The employee that feels that they are a tiny part of the business is usually the first to start thinking that company Y is better than their current employer, company X. This is the greener pastures focus.
Working for a company that recognises every person’s role, and takes the time to find out how they are doing, whether they need some assistance to reach their full potential, is very refreshing. The recent downturn in the economy has made several companies take stock of their staff, and, if they can, retain and not retrench them.
When I started in the IT industry, I was given a chance. This correlated to my personal view that if the company hadn’t taken the time to help me, I would have been unemployed very quickly.
The result was that I showed my loyalty by not looking elsewhere, and focussed on making my contribution to the greater good of the company the best I could.
I have worked for several companies, and the latest one has my support and loyalty. The company execs challenge me every day, my direct manager pushes me to reach my potential and I look forward to coming to work each day.
I work in an ever changing industry. It is always different. And it is this change, plus my continual access to learning and bettering myself that keeps me happy.
I recently assisted a young chap get a job at one of my clients. I fell into the trap of thinking that his behaviour out of work in his personal time reflected his work ethic.
The owner of the small business gave him every opportunity – allowing him to build the sales business as his own, providing him with the necessary tools, training and assistance. He spent the entire time there applying for jobs.

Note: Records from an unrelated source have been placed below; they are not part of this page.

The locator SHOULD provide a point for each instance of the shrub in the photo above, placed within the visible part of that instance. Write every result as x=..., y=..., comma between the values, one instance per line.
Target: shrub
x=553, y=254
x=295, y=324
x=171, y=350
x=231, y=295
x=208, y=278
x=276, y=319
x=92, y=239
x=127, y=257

Whilst there are certain factors that create a disgruntled employee, one thing must always be remembered – for every employee, you must throw yourself behind the choices you make. If the company is the wrong fit, tell someone (preferably your boss) and do it as early as possible, to allow your employer the time to find someone who is a good fit.
For the employer, think of what you would like as a new employee. What could attract and keep you nowadays? Once you have an idea of the things that attract and could keep staff, try it on your existing staff. Find out how they feel.
If the environment is closed and oppressive, there won’t be much retention.
A company telling its staff how they are helping to achieve the company’s overall goals speaks volumes. Employees realise that they aren’t a tiny part; they are a valuable integral cog in a complex machine.